Dann kamen der Krieg im Sudan, Haitis Absturz in die Bandenkriminalität und der verheerende Ausbruch des israelisch-palästinensischen Kriegs dazu.
Man könnte ihm also verzeihen, wenn er seinen Plan, einen Teil des Jahres 2023 dem 75. Jahrestag der Allgemeinen Erklärung der Menschenrechte zu widmen, auf Eis legen würde.
Doch ganz im Gegenteil: Türk ist der Meinung, dass es in unserer gewalttätigen Welt (derzeit toben 55 Konflikte auf unserem Planeten) wichtiger denn je ist, sich auf unsere Grundprinzipien zu besinnen.
Im Jahr 2023 hat SWI swissinfo.ch einen Schwerpunkt auf den 75. Jahrestag der Allgemeinen Erklärung der Menschenrechte gelegt – diesem bahnbrechenden Grundsatzpapier, das – fun fact – das meistübersetzte Dokument der Welt sein soll.

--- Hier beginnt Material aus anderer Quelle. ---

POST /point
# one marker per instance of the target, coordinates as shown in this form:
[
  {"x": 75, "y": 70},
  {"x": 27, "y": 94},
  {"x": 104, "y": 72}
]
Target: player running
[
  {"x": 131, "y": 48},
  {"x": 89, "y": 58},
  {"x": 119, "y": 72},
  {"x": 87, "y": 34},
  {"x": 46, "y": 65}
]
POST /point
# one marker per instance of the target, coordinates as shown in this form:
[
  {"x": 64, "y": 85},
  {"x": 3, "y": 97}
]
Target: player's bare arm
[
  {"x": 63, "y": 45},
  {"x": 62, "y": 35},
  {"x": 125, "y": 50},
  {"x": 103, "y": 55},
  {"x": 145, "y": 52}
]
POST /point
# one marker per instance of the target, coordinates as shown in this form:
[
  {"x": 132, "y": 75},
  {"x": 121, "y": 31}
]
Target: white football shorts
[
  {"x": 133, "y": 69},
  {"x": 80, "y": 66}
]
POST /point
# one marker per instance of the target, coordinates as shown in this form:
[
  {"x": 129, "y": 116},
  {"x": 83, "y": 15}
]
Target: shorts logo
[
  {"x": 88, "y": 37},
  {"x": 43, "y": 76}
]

Der derzeitige UNO-Hochkommissar für Menschenrechte, Volker Türk, beschreibt die Erklärung als «ein transformatives Dokument… als Antwort auf die katastrophalen Ereignisse während des Zweiten Weltkriegs».

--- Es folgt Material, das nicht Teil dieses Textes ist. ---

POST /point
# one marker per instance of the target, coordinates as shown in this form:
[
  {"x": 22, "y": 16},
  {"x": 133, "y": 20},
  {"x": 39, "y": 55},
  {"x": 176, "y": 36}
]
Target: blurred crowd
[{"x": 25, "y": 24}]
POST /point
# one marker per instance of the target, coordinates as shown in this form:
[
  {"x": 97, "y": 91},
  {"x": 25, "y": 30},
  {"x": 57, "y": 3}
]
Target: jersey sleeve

Die Allgemeine Erklärung wurde bereits 1948 verfasst. Trotzdem dauerte es bis 1994, bis mit dem Ecuadorianer José Ayala Lasso der erste UN-Kommissar ernannt wurde. Der Posten als Kommissar gilt seither vielen als der härteste Job der UN.
Für unseren Podcast Inside Geneva-Podcast haben wir sämtliche ehemaligen UNO-Hochkommissare für Menschenrechte interviewt und gefragt, wie sie den Einfluss der Menschenrechtserklärung und ihres Amtes und die Entwicklung der Welt sehen.
Nie wieder
Türk ist Österreicher. Und wie viele seiner Generation (er wurde 1960 geboren) ist er im Bewusstsein der Vergangenheit seines Landes aufgewachsen.

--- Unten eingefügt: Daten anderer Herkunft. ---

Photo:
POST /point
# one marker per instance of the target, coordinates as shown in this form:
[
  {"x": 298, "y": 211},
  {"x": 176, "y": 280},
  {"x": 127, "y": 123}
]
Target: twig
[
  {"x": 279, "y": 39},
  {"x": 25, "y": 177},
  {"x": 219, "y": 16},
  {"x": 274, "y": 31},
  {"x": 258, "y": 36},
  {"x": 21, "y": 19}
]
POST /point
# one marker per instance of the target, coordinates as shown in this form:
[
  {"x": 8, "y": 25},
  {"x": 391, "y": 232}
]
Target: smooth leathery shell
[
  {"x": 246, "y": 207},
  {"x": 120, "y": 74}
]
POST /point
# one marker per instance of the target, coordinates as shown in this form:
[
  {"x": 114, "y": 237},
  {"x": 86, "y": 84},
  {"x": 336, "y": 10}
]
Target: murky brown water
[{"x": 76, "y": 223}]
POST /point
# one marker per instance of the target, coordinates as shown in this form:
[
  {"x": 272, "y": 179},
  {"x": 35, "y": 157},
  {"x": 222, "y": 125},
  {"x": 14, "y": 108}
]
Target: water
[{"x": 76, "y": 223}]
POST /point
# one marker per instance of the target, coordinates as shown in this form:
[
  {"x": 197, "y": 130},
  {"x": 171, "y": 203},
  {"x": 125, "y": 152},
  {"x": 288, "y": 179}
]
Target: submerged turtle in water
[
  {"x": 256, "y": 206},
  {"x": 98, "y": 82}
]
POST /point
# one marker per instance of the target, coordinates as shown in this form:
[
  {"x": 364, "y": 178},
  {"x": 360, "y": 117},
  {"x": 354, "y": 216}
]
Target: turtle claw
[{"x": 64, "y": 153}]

Aufgrund der Gräueltaten, die Österreich während des Zweiten Weltkriegs begangen hat, sei es ihm wichtig gewesen, sich zu fragen: «Okay, was muss in der Welt passieren, damit wir zu dieser ‹Nie wieder›-Haltung kommen?»
Er glaubt, dass die Allgemeine Erklärung der Menschenrechte der Schlüssel dazu ist. In seinem Büro im UNO-Hauptquartier für Menschenrechte bewahrt er sogar ein zerfleddertes Exemplar auf, das er vor über 40 Jahren von einem Highschool-Lehrer geschenkt bekam.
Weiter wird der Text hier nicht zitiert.